“Well done is better than well said.”
Benjamin Franklin, Poor Richard’s Almanack
Ambition is one of the key components of creating lasting change in our lives. In order to achieve something — learning a new skill, making a goal happen — we have to create a high level of drive and dedication.
But ambition is a double edged sword. In the act of pursuing a different life — work that we love, being surrounded by meaningful and welcoming friends, deep love and affection, freedom, etc— we realize that our your current reality isn’t were we want to be. Who we are doesn’t match who we want to be. Think of this as our current state versus our ideal state.
This here vs. there friction can look like (and hide itself as) a lot of things. It’s staying up late watching tv and getting up late, even though we’d really like to get up early. It’s saying yes to events and work that we don’t really want to do. It’s putting all of our energy towards everything BUT what we want to do.
How do we become who we want to be, despite all these things that keep getting in our way?
Luckily, like a book title that tells you everything you need to know about the book, the answer is hidden in the question: To become who we want to be, we must be who we want to be.

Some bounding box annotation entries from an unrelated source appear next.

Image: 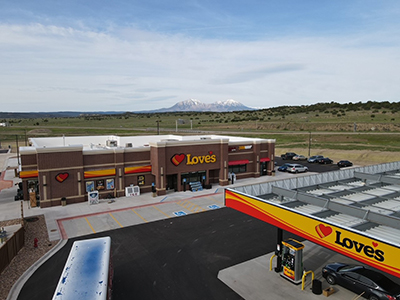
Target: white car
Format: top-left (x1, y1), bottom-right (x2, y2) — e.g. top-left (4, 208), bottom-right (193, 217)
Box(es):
top-left (286, 164), bottom-right (308, 173)
top-left (293, 155), bottom-right (307, 160)
top-left (308, 155), bottom-right (324, 163)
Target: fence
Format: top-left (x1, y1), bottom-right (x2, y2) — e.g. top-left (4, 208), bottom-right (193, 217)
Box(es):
top-left (232, 161), bottom-right (400, 197)
top-left (0, 227), bottom-right (25, 273)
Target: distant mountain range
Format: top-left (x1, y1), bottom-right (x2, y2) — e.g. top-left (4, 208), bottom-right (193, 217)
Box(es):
top-left (139, 99), bottom-right (254, 113)
top-left (0, 99), bottom-right (255, 119)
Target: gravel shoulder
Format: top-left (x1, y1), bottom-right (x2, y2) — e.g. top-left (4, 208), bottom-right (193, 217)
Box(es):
top-left (0, 215), bottom-right (58, 300)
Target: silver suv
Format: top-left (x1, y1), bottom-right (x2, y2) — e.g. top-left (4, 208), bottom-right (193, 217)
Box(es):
top-left (308, 155), bottom-right (324, 163)
top-left (286, 164), bottom-right (308, 173)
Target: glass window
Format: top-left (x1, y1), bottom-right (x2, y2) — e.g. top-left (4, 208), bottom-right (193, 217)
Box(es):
top-left (228, 165), bottom-right (247, 174)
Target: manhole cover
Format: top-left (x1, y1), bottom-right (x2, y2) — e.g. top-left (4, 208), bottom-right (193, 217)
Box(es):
top-left (25, 217), bottom-right (39, 222)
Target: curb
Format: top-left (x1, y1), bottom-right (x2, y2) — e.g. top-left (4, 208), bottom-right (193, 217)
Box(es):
top-left (6, 240), bottom-right (68, 300)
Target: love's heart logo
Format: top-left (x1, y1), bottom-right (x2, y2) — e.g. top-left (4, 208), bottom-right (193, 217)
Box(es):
top-left (171, 153), bottom-right (186, 166)
top-left (315, 224), bottom-right (332, 238)
top-left (56, 173), bottom-right (69, 183)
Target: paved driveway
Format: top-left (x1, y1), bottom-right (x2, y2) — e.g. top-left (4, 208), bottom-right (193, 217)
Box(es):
top-left (18, 208), bottom-right (294, 300)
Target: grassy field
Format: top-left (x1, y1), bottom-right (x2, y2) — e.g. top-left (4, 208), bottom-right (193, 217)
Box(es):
top-left (0, 108), bottom-right (400, 163)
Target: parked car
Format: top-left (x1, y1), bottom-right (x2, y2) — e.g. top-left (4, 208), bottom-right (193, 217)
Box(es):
top-left (322, 263), bottom-right (400, 300)
top-left (278, 163), bottom-right (290, 172)
top-left (286, 164), bottom-right (308, 173)
top-left (337, 160), bottom-right (353, 168)
top-left (281, 152), bottom-right (297, 160)
top-left (293, 154), bottom-right (307, 160)
top-left (308, 155), bottom-right (324, 163)
top-left (318, 157), bottom-right (333, 165)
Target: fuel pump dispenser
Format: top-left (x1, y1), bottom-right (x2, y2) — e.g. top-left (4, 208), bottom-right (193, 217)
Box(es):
top-left (281, 239), bottom-right (304, 284)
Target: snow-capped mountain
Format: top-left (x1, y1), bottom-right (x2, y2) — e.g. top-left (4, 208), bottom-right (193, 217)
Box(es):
top-left (151, 99), bottom-right (254, 112)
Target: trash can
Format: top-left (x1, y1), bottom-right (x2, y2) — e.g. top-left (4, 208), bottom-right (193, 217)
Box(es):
top-left (312, 279), bottom-right (322, 295)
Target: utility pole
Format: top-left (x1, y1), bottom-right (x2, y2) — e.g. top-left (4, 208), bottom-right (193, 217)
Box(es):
top-left (15, 135), bottom-right (20, 166)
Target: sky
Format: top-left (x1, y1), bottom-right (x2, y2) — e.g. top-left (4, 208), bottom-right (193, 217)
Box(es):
top-left (0, 0), bottom-right (400, 112)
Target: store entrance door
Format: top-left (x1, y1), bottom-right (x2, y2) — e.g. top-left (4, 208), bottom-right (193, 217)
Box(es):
top-left (260, 161), bottom-right (267, 176)
top-left (167, 174), bottom-right (178, 192)
top-left (181, 171), bottom-right (206, 184)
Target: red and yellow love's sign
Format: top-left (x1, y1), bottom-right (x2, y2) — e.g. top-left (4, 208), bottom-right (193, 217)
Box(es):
top-left (171, 151), bottom-right (217, 166)
top-left (225, 190), bottom-right (400, 277)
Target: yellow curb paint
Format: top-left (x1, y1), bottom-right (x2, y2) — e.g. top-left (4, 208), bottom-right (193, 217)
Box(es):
top-left (132, 209), bottom-right (147, 222)
top-left (153, 205), bottom-right (171, 218)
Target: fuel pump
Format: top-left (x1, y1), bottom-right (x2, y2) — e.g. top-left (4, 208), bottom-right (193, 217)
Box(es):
top-left (281, 239), bottom-right (304, 284)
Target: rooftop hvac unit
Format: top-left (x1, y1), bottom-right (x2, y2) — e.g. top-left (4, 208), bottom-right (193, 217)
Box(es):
top-left (106, 140), bottom-right (118, 147)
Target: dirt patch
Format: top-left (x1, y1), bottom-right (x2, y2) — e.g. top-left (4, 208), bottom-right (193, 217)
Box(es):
top-left (28, 128), bottom-right (52, 135)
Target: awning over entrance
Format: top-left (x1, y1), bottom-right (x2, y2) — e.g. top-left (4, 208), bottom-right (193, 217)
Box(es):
top-left (228, 159), bottom-right (249, 166)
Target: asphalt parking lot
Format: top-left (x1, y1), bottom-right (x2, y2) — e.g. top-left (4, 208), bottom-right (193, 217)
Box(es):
top-left (57, 194), bottom-right (224, 239)
top-left (18, 208), bottom-right (292, 300)
top-left (275, 157), bottom-right (340, 173)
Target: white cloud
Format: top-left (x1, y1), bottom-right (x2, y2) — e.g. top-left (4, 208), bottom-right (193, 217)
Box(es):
top-left (0, 24), bottom-right (400, 111)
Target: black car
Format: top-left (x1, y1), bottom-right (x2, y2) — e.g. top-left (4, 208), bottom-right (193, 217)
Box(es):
top-left (278, 163), bottom-right (291, 172)
top-left (318, 157), bottom-right (333, 165)
top-left (337, 160), bottom-right (353, 168)
top-left (322, 263), bottom-right (400, 300)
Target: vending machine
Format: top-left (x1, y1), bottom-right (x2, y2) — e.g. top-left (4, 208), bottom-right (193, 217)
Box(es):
top-left (281, 239), bottom-right (304, 284)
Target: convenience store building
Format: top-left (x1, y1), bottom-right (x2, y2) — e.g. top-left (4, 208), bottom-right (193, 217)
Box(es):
top-left (19, 135), bottom-right (275, 207)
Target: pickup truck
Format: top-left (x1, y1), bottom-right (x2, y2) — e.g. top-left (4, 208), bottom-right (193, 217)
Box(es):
top-left (281, 152), bottom-right (297, 160)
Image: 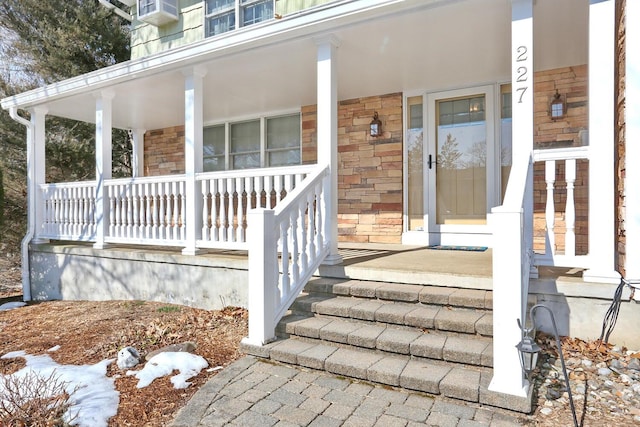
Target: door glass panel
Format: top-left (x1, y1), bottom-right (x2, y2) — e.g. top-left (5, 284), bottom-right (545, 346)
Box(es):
top-left (436, 95), bottom-right (487, 224)
top-left (407, 96), bottom-right (424, 230)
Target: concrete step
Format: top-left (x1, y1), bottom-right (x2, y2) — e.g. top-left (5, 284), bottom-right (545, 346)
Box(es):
top-left (242, 278), bottom-right (532, 412)
top-left (291, 289), bottom-right (493, 336)
top-left (281, 316), bottom-right (493, 367)
top-left (305, 278), bottom-right (493, 310)
top-left (241, 339), bottom-right (532, 413)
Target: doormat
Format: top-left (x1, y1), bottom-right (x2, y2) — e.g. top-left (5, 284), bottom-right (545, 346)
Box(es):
top-left (427, 245), bottom-right (487, 252)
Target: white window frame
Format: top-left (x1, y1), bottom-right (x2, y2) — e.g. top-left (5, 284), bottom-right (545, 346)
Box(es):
top-left (203, 111), bottom-right (302, 170)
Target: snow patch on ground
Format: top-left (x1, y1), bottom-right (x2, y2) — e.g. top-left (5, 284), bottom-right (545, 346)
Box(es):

Marcus Aurelius, the Roman emperor, wrote it best “Our actions may be impeded, but there can be no impeding our intentions or dispositions. Because we can accommodate and adapt. The mind adapts and converts to its own purposes the obstacle to our acting. The impediment to action advances action. What stands in the way becomes the way.”
Or, as Terry Crews once said on The Tim Ferriss Show (one of my favorite interviews):
In order to “have” you must “do,” and in order to “do” you must “be”.
We can’t expect our ideal life to fall from the sky into our laps. We have to create it. We have to love where we are, while doing what we can every day to be the kind of person we want to be.
Action generates being.
It’s as if our conscious actions are absorbed into who we are subconsciously.
By staying up late watching tv, we become the type of person that wants to stay up late and watch tv (to the point where it’s hard to go to sleep unless we do). By working at a job we hate or find mediocre, we become the person who becomes okay with having a job mediocre for us. But the opposite is also true: by doing the thing we want to be, we begin to be the person we want to be.
And that starts with how we do the little things and being kind and generous to others.
The thing about generosity and be nice to others is that it has equal if not more effects on us. Generosity radiate onto the person or people receiving it, but as a side effect it keeps radiating within us too.
Hold the door for others. Take the grocery cart back into the store instead of just leaving it on the curb near your car. Fix the broken things around the house when you notice they are broken. Smile and say hello to your neighbors. Help a friend when he / she is feeling low.
By holding the door for others, you are telling yourself that you are the kind of person that holds the doors for others.